On December 5, 2008, Ms. Houser was referred by Dr. Sumida to Dr. Sunil Shroff to consider her for a prophylactic ICD defibrillator. (R. 565). Dr. Shroff noted that Ms. Houser remained "short of breath with only moderate exertion with what I will class II to III congestive heart failure" (R. 565). Ms. Houser, however, told the doctor that she recently began herbal medication and that did notice symptom improvement. (R. 566). Dr. Shroff then recommended the implantation of an ICD, stating that while it would not improve Ms. Houser's symptoms, she would "clearly benefit" because the device would prevent sudden cardiac death. (R. 566). Ms. Houser declined, preferring to wait for two months to see whether her condition improved. (R. 566).

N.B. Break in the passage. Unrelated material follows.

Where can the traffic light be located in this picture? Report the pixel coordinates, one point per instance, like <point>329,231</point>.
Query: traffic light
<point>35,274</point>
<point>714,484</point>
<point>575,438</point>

Dr. Shroff noted that Ms. Houser continued to have heart failure symptoms, so he increased Ms. Houser's ACE inhibitor and beta-blocker doses. (R. 566). He also increased her lisinopril to 5 mg per day, recommending that upon follow up it again be increased to 10 mg per day. (R. 566). Dr. Shroff also increased Ms. Houser's carvedilol to 6.25 mg twice per day, recommending that upon follow up it again be increased to 12.5 mg twice per day. (R. 566).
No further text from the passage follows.